ODM Secretary General Edwin Sifuna keeps rubbing it in. They are cowards and liabilities, he says. The moment of truth is here at last, however, when the ripe and unripe must be separated. The Deputy President’s voice in the BBI has been neutered. Raila has been cornered. BBI will sail through. Then focus will be on 2022, with President Uhuru Kenyatta in the mix. At this point, it is difficult to tell which of the five pieces in the Executive, Uhuru has his eye on – and whether it is for himself, or his alternate.

Regardless, the interest is certainly there. You don’t remove power from other constitutional offices to heap it in one office in the Executive only to hand that office over to someone else.

Raila and Ruto are left staring at each other in a strange corner, where they will be asking, “How did we get here, and what are you doing here?” They will be pondering their options in that corner. ODM’s reluctance to field candidates in recent by-elections speaks of a party in recession and a party leader whose tyres are losing their grip, with the tube in multiple slow punctures.

Inevitable alliances

Raila could brave it out and try to assemble another pentagon to go against the One Kenyan Alliance and the DP in a three horse race. It would promise a tough and messy affair that could force a presidential election run off. Accordingly, all players must moderate what they say about one another at this stage. They might need each other’s support to cross over to the Promised Land in September/October 2022.

Ruto faces the Hobson’s Choice. He could go with Raila, if ODM boss chooses to support him, at the risk of losing the Mt Kenya following, on account of the former PM support. Or, he could go it alone. Like the great Napoleon Bonaparte, he would soon discover you need partners in any battle, even when you are a great general. But would he also consider eating humble pie and working with the One Kenya Alliance? Would this be a stretching of political humility beyond its elasticity? 

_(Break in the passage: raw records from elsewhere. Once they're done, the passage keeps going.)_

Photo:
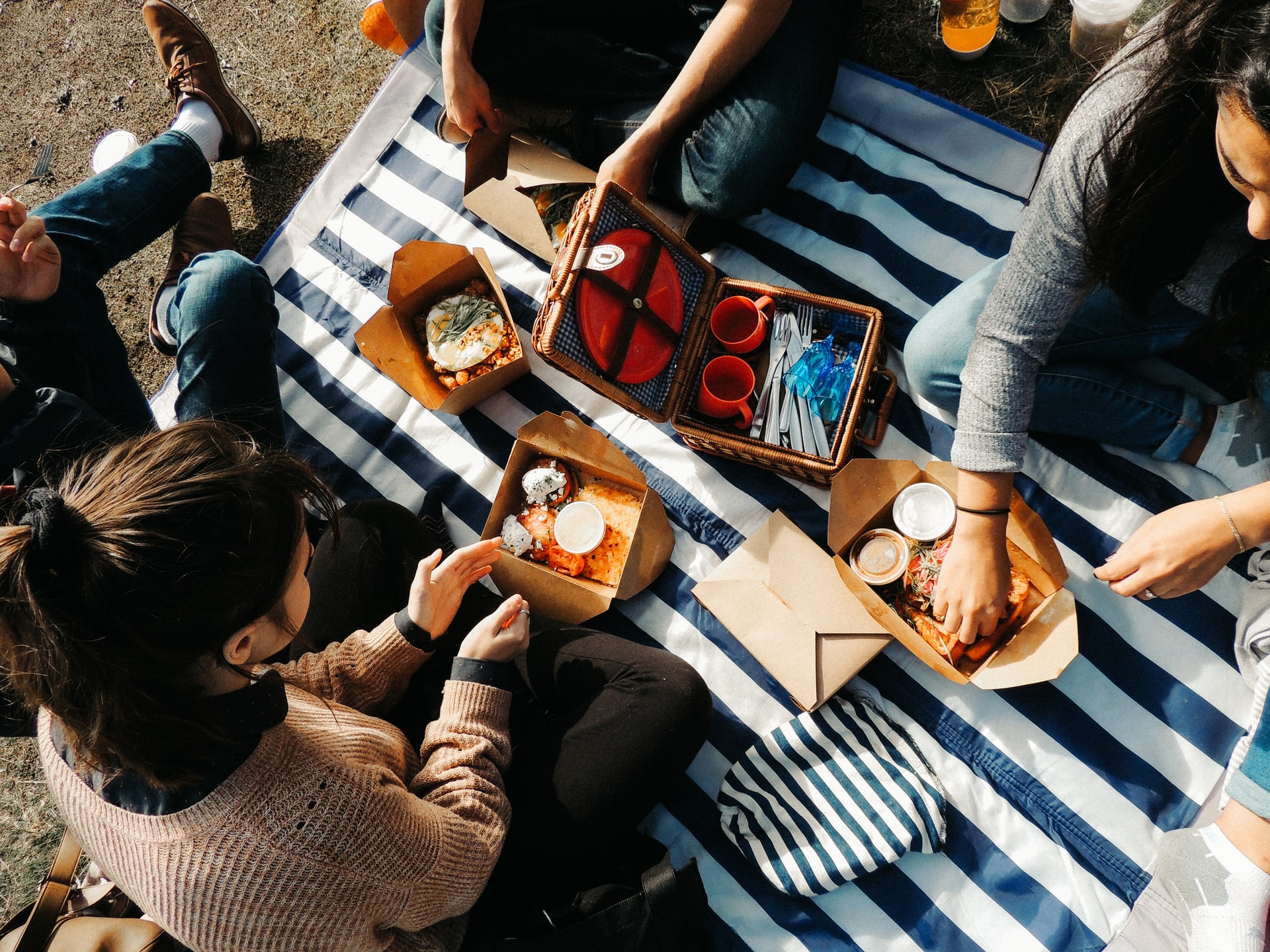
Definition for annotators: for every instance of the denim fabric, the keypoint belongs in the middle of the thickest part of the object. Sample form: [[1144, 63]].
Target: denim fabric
[[67, 352], [1086, 387], [616, 66]]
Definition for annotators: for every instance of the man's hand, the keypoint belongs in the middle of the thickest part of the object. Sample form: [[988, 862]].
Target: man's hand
[[630, 167], [974, 584], [31, 266], [501, 636], [468, 100], [439, 587], [1174, 553]]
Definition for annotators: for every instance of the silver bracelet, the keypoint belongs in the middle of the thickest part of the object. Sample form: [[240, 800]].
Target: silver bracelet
[[1230, 522]]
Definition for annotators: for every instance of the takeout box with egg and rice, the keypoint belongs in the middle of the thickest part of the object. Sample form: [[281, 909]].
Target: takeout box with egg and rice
[[559, 475], [447, 335], [813, 621]]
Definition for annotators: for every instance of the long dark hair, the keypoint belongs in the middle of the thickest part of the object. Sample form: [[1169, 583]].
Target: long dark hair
[[1165, 186], [144, 559]]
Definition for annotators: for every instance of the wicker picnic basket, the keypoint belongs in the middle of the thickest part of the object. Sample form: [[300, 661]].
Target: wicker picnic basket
[[669, 395]]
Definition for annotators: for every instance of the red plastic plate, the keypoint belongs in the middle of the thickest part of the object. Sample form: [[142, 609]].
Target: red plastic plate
[[600, 314]]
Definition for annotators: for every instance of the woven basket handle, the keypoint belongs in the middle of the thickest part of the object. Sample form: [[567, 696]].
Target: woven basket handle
[[879, 397]]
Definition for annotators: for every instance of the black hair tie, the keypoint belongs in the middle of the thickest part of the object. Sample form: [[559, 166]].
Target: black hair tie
[[48, 520]]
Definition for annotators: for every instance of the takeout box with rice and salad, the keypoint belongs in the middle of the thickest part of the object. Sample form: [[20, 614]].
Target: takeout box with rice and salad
[[447, 335], [817, 623], [579, 524]]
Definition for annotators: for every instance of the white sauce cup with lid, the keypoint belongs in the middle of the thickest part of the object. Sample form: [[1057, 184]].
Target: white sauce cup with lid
[[923, 512], [579, 528]]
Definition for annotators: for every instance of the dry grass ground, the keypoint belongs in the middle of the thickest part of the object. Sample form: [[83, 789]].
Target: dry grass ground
[[77, 69]]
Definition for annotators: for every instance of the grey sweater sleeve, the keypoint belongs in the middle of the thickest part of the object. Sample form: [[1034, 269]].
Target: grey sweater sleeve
[[1044, 278]]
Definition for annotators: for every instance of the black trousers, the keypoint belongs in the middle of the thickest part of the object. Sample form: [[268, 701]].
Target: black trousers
[[601, 729]]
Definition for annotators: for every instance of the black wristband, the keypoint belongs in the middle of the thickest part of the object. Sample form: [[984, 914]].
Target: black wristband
[[984, 512], [412, 633]]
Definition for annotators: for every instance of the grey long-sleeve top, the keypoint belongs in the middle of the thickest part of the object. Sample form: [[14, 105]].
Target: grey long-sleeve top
[[1046, 276]]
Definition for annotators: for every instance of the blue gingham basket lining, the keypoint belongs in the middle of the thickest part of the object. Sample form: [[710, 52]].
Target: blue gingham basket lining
[[652, 394]]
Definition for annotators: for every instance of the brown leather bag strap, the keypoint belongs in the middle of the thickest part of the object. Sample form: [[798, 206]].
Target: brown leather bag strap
[[52, 898]]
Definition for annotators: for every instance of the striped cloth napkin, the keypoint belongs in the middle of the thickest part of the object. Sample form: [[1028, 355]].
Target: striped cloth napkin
[[829, 796]]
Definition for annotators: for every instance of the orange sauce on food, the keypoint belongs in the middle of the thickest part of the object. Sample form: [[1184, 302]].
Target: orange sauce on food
[[968, 24]]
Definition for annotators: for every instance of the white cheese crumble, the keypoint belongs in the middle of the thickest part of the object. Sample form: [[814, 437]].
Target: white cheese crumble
[[516, 539], [540, 485]]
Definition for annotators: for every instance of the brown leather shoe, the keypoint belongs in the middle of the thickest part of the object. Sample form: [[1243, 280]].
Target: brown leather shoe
[[204, 227], [193, 70]]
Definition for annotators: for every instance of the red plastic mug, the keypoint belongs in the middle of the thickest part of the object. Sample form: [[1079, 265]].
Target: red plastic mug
[[741, 324], [726, 389]]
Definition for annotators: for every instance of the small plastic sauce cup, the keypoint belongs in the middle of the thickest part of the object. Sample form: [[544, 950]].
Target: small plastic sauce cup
[[879, 556], [579, 528]]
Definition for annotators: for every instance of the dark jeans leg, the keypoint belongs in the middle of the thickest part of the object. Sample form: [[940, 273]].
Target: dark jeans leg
[[756, 134], [365, 579], [574, 54], [1087, 386], [67, 342], [225, 324], [603, 731]]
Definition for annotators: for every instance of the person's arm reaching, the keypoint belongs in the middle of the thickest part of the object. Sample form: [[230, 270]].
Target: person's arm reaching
[[733, 40], [31, 264], [974, 579]]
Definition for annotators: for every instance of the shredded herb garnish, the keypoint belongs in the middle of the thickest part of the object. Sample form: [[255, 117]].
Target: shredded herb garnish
[[459, 315]]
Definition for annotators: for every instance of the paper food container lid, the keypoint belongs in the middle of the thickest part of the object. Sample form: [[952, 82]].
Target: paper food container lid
[[586, 450], [498, 167], [779, 594]]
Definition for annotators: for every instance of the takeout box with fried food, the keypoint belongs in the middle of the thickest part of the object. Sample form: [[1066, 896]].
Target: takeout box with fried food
[[813, 623], [425, 274], [1038, 644], [638, 537]]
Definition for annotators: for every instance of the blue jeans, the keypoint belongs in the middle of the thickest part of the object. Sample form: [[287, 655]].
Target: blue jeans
[[74, 389], [1086, 386], [614, 61], [71, 370]]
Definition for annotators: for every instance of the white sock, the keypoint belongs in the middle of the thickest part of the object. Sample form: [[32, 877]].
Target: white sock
[[198, 121], [163, 325], [1222, 896], [1238, 451]]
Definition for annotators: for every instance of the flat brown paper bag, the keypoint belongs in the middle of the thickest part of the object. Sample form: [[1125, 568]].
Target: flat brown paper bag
[[780, 596]]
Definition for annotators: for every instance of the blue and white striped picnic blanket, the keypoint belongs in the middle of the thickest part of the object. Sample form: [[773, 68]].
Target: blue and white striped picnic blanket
[[1058, 793]]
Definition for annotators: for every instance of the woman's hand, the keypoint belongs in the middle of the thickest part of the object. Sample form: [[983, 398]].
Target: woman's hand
[[974, 583], [1174, 553], [31, 266], [439, 587], [630, 167], [501, 636]]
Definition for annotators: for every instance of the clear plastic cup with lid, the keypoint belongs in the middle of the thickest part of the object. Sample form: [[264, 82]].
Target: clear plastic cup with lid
[[579, 528], [923, 512]]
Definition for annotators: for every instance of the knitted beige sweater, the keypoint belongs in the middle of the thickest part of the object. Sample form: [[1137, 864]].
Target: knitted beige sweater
[[334, 834]]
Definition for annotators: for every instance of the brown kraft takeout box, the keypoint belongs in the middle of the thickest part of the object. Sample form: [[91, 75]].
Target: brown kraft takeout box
[[498, 168], [588, 452], [423, 273], [1047, 639], [558, 339], [813, 623]]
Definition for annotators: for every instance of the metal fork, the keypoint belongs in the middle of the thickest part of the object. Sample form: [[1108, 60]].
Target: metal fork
[[42, 161], [783, 327]]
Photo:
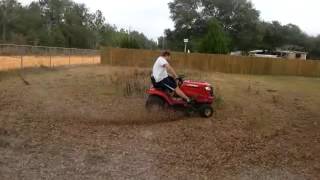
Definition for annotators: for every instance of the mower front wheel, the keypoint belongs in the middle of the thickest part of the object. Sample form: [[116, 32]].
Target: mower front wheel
[[206, 111], [155, 104]]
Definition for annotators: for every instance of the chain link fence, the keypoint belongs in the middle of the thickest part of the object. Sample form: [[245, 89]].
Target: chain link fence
[[24, 56]]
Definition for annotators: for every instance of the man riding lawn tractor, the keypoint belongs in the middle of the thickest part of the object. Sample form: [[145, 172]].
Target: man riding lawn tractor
[[194, 96]]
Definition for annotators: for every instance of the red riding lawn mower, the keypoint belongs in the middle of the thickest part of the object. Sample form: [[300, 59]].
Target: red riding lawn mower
[[201, 93]]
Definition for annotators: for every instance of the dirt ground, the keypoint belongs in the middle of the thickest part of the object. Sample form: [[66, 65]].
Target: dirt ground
[[83, 123]]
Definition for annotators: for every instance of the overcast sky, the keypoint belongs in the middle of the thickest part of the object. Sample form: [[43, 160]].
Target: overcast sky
[[152, 16]]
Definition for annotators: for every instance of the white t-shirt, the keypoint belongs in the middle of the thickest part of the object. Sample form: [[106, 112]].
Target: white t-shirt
[[159, 71]]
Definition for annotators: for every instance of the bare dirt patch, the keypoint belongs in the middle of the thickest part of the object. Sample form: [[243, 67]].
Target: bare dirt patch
[[89, 122]]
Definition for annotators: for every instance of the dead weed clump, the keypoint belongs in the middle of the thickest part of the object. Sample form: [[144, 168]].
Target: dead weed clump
[[131, 83]]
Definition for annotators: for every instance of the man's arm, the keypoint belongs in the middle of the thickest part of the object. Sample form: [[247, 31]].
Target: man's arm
[[171, 70]]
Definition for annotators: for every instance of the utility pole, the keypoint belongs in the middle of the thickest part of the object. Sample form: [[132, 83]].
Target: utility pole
[[163, 42]]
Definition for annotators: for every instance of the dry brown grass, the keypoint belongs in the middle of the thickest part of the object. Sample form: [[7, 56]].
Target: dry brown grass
[[74, 123], [14, 62]]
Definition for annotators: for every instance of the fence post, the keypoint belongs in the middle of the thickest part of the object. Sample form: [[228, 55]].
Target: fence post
[[69, 58], [50, 60], [21, 62]]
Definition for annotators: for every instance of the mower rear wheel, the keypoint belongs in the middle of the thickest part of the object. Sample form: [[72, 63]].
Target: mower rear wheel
[[155, 104], [206, 111]]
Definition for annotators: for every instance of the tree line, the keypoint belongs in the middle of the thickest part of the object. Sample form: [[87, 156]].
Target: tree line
[[221, 26], [63, 23], [212, 26]]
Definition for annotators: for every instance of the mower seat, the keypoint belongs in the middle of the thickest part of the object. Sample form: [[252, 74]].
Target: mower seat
[[155, 84]]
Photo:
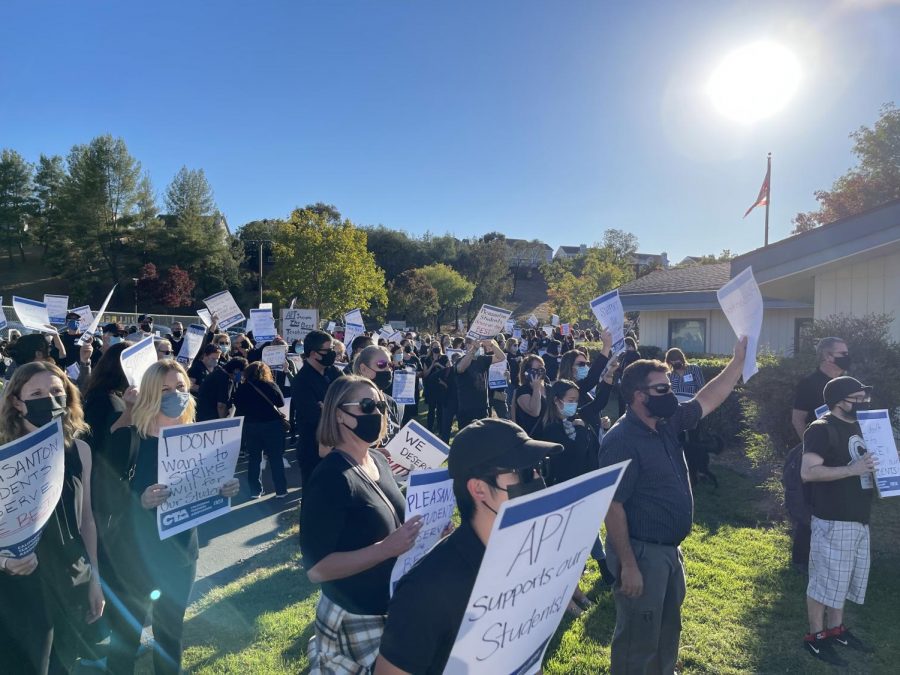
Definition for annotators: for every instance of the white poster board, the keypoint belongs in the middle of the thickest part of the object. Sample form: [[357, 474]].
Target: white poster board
[[414, 447], [429, 493], [194, 461], [32, 472], [879, 437], [742, 304], [222, 304], [534, 558], [137, 359]]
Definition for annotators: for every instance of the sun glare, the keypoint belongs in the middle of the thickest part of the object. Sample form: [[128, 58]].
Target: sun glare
[[754, 82]]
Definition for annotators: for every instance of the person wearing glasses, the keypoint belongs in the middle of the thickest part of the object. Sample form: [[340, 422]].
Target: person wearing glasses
[[652, 510], [352, 529]]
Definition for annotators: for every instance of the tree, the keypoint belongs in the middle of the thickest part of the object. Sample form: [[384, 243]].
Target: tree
[[413, 297], [17, 203], [874, 181], [325, 264], [453, 289]]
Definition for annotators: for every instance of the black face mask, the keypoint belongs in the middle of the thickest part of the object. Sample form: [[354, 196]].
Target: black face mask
[[41, 411], [662, 406], [368, 427]]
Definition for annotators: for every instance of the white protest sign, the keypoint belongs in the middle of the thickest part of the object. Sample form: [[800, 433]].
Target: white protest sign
[[137, 359], [609, 312], [32, 314], [193, 340], [879, 437], [194, 461], [57, 308], [534, 558], [489, 322], [296, 323], [429, 493], [262, 323], [404, 387], [497, 375], [741, 302], [88, 334], [414, 447], [222, 304], [274, 356], [32, 471]]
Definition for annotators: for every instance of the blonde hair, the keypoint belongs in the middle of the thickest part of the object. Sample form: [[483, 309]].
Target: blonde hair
[[149, 399], [344, 390], [12, 423]]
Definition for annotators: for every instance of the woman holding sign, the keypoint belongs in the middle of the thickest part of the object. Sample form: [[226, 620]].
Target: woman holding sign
[[47, 596], [146, 571], [351, 529]]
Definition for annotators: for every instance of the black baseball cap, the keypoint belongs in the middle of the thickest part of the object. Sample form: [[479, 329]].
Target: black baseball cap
[[841, 387], [494, 445]]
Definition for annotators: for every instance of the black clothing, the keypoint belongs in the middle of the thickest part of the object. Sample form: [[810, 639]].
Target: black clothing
[[343, 512], [419, 636], [843, 499], [654, 491]]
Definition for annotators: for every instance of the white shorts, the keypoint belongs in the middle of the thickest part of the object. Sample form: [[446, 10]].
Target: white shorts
[[838, 562]]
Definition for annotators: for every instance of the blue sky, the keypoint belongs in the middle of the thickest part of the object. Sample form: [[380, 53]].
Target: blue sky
[[550, 120]]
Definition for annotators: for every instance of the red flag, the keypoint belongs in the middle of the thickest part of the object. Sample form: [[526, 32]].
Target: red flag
[[763, 197]]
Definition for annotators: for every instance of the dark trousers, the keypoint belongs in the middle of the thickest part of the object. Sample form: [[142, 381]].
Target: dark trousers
[[265, 437], [127, 602]]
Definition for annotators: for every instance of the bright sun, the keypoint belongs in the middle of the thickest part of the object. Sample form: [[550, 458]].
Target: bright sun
[[754, 82]]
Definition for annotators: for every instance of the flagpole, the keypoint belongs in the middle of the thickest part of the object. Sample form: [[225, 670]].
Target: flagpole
[[768, 195]]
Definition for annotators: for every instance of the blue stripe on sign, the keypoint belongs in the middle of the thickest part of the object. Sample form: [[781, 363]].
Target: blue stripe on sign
[[428, 436], [428, 478], [200, 427], [558, 500]]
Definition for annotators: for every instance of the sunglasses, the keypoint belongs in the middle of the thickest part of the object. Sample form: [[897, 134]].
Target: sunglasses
[[367, 405]]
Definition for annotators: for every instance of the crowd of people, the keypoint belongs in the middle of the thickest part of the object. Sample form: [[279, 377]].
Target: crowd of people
[[528, 412]]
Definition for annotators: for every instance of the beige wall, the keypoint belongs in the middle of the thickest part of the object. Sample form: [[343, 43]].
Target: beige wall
[[777, 332], [871, 287]]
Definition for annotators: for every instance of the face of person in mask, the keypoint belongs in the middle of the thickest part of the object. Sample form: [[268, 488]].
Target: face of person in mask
[[42, 399]]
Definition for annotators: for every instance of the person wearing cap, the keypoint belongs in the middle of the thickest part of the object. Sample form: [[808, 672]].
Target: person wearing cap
[[839, 471], [652, 510], [490, 461]]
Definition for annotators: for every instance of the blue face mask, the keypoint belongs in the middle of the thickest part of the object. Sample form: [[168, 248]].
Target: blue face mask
[[173, 403]]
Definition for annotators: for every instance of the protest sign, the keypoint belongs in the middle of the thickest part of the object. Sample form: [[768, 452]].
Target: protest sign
[[489, 322], [193, 340], [88, 334], [742, 304], [262, 323], [414, 447], [296, 323], [222, 304], [497, 375], [274, 356], [404, 387], [137, 359], [429, 493], [57, 308], [32, 314], [534, 558], [879, 437], [32, 471], [609, 312], [194, 461]]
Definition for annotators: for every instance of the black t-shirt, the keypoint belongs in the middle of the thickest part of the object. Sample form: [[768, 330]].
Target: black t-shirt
[[422, 624], [844, 499], [343, 512], [810, 394]]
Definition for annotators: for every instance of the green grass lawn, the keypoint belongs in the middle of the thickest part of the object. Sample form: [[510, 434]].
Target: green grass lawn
[[744, 613]]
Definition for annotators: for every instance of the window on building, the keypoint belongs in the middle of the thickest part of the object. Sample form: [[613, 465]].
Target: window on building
[[689, 335]]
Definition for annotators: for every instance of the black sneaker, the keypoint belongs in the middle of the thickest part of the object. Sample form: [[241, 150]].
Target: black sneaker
[[850, 641], [822, 649]]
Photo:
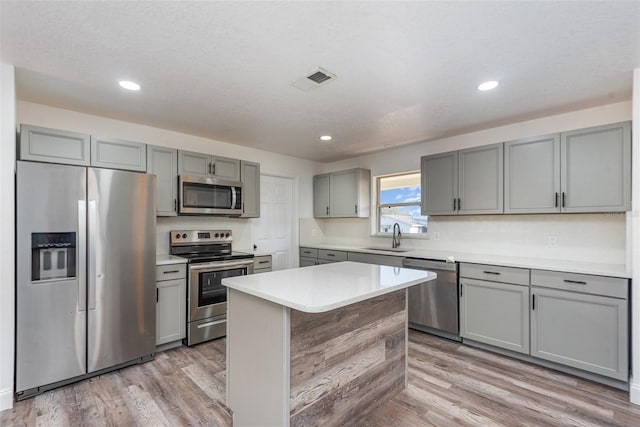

This is where President Kenyatta has brought two gentlemen who thought he was their friend. The way ahead is to be watched, including to see what plans Uhuru seems to have for himself, or his family, in the emerging scenario. When Raila has recovered from his current challenges with Covid-19 and rediscovers his tongue, what words are going to roll on the tongue? And words don’t roll on a dry tongue. What smoothie is he going to whet his tongue with? Will it be a smoothie blended with waters of humility in the wings of the One Kenya Alliance, or will it be a smoothie that helps the tongue to belt out defiant reggae tunes? Conversely, will the alliance survive bitter internal competitions for dominance and supremacy? 

If the alliance should easily settle for one of them as the presidential flagbearer, are they thinking of how to mollify ethnic populations that are looking up to each one of them as the gallant tribal leader who bring home the golden fleece? How do the tribes behave when they hear that someone else has the silver spear that kills the fleece?